Systematic theology is a branch of Christian studies that attempts to develop coherent systems of statements about various topics within the Christian faith. It is a broad study that comprises a wide range of beliefs and methodologies. In practice, it often combines elements of both biblical theology and philosophical theology.
Like biblical theology, systematic theology usually draws on biblical texts for most of its source material. One major goal of biblical theology is to trace the historical development of doctrines and ideas in the Bible, especially progressive revelations about the nature of God throughout the Bible. Systematic theology, on the other hand, tends to focus more on individual topics than on the historical development of thinking about those topics.

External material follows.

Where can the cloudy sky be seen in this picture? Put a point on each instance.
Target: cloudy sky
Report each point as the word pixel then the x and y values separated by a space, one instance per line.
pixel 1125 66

For instance, the goal of a particular work of systematic theology might be to explicate biblical statements regarding redemption. Many different passages in the Bible deal with the concept of redemption, but few, if any, systematically define and explain redemption. A systematic theologian might compare and analyze all of these various texts with the goal of defining a system of redemption that takes all of them into account.
Sometimes, however, the attempt to reconcile various texts may draw the systematic theologian outside of what is explicitly stated in the Bible. For instance, many, if not most, views of Christian theology hold to some form of Trinitarian doctrine — the belief that the Father, Son and Holy Spirit are three persons who comprise a single God. While there is some biblical support for this doctrine, the word "Trinity" itself never appears in the Bible. In order to defend or refine doctrines relating to the Trinity then, systematic theology will most often branch into the field of philosophical theology. Philosophical theology uses the rules of logic, rather than explicit biblical teaching, to formulate statements about the nature of God.
Other theological viewpoints might also fall under the broad umbrella of systematic theology. For instance, process theology is a systematic theory that postulates that both God and humanity change over time. Some critics of process theology believe that it outright contradicts biblical teaching, which is generally not allowable in systematic theology.